Looking at the time evolution of the degree of alignment as measured by the scalar order parameter S2 (Figure 8), we see that it saturates long before the density reaches it stationary value. The time-scale of the build-up of the alignment, over the first few hours, is slightly slower than the experimental measurements in Lindeboom et al. [30]. There we showed that microtubule bound nucleation can account for the final factor ≈2 speedup needed to match the biological data. Note, also, that the run-to-run fluctuations in the degree of order are significantly smaller than those of the density. In the following sections we will consider the state at t = 20 h to be representative of the system's steady state alignment.
Figure 8. Time evolution of microtubule alignment. S2 order parameter of the same 1000 runs as in Figure 7. The black curves show the results for 10 individual runs.
5.2. Cross-Validation of Theory and Simulations in the Weak-Interaction Limit
The theory of Hawkins et al. [12] that led to the identification of the control parameter G and the predictions for the bifurcation point G* is based on a mean-field assumption that couples the rates of interaction with densities of microtubules, which specifically neglects both spatial and temporal correlations between subsequent collision events. To validate the correspondence between the theory and simulations, we should therefore choose our interaction parameters such that we are in the limit of a very low frequency of interactions, which effectively decouples subsequent events involving the same microtubule. To probe the low interaction frequency limit we employ the scaling parameter α ≤ 1 introduced in Hawkins et al. [12], which uniformly scales the probabilities of zippering and induced catastrophes from the nominal values shown in Figure 2 and thereby increases the probability of cross-overs.

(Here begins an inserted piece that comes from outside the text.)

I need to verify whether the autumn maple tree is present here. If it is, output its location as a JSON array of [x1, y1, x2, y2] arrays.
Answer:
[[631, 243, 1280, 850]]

Moreover, the concept of microtubule bundles is also at odds with the mean-field approximation, because bundles consist of strongly correlated microtubules by definition. In the weak interaction limit we adopt a modified bundle collision model which treats a collision with a bundle of N microtubules as the collision with a single microtubule with an N-times larger probability of zippering or induced catastrophe (maximized at 1). One can show that this is the correct low collision frequency limit of a scheme in which an incoming microtubule can repeatedly collide with all N microtubules separately [18].

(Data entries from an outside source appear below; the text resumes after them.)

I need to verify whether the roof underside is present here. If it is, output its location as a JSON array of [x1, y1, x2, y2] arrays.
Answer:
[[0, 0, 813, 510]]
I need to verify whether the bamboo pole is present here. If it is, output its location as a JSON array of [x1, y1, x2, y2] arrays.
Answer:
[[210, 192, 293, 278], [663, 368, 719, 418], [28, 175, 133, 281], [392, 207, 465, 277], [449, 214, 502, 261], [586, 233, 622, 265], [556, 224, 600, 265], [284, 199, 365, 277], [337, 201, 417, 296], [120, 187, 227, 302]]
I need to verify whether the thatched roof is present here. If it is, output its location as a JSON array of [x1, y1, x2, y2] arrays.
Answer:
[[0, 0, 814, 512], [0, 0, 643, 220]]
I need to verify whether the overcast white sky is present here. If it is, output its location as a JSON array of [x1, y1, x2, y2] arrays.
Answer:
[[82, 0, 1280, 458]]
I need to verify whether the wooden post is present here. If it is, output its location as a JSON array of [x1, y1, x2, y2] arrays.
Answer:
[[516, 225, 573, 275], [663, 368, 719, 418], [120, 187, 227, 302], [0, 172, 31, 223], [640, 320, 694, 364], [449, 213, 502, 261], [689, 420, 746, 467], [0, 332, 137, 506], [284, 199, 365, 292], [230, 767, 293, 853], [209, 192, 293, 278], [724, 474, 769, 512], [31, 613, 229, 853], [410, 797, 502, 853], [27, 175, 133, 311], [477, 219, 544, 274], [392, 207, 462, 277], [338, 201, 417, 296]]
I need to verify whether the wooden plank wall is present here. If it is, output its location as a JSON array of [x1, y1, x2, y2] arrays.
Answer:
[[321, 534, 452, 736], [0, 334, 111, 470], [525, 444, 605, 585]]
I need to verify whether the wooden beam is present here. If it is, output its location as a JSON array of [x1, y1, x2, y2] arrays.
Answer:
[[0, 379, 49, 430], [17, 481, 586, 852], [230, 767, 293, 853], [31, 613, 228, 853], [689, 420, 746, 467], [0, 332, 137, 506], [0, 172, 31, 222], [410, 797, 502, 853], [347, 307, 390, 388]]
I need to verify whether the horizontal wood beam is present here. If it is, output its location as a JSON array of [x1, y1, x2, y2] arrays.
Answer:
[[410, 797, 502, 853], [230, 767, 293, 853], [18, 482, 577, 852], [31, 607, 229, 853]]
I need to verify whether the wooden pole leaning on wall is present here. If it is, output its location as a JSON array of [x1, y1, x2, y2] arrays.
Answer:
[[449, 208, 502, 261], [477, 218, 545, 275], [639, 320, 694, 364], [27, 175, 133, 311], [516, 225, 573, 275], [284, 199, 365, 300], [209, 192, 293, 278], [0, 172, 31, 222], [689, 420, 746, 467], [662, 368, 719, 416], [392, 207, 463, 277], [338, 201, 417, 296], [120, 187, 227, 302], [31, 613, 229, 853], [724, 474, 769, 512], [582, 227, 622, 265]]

As explained in Hawkins et al. [12], the critical control parameter behaves as G*(α) = α1/3G*(1) under this scaling. In Figure 9 we therefore show the value of the S2 order parameter as a function of Gc/α1/3. The results for four values of α show that indeed as α ↓ 0 the onset of the ordering transition appears to converge to the theoretically predicted value G*(1) ≈ −0.15. Previously, we have shown that in the absence of zippering as a source of orientational correlations, the theory can quantitatively describe the simulation data as is [11]. Taken together, these results provide a solid cross-validation of the theory and the simulations in this limit.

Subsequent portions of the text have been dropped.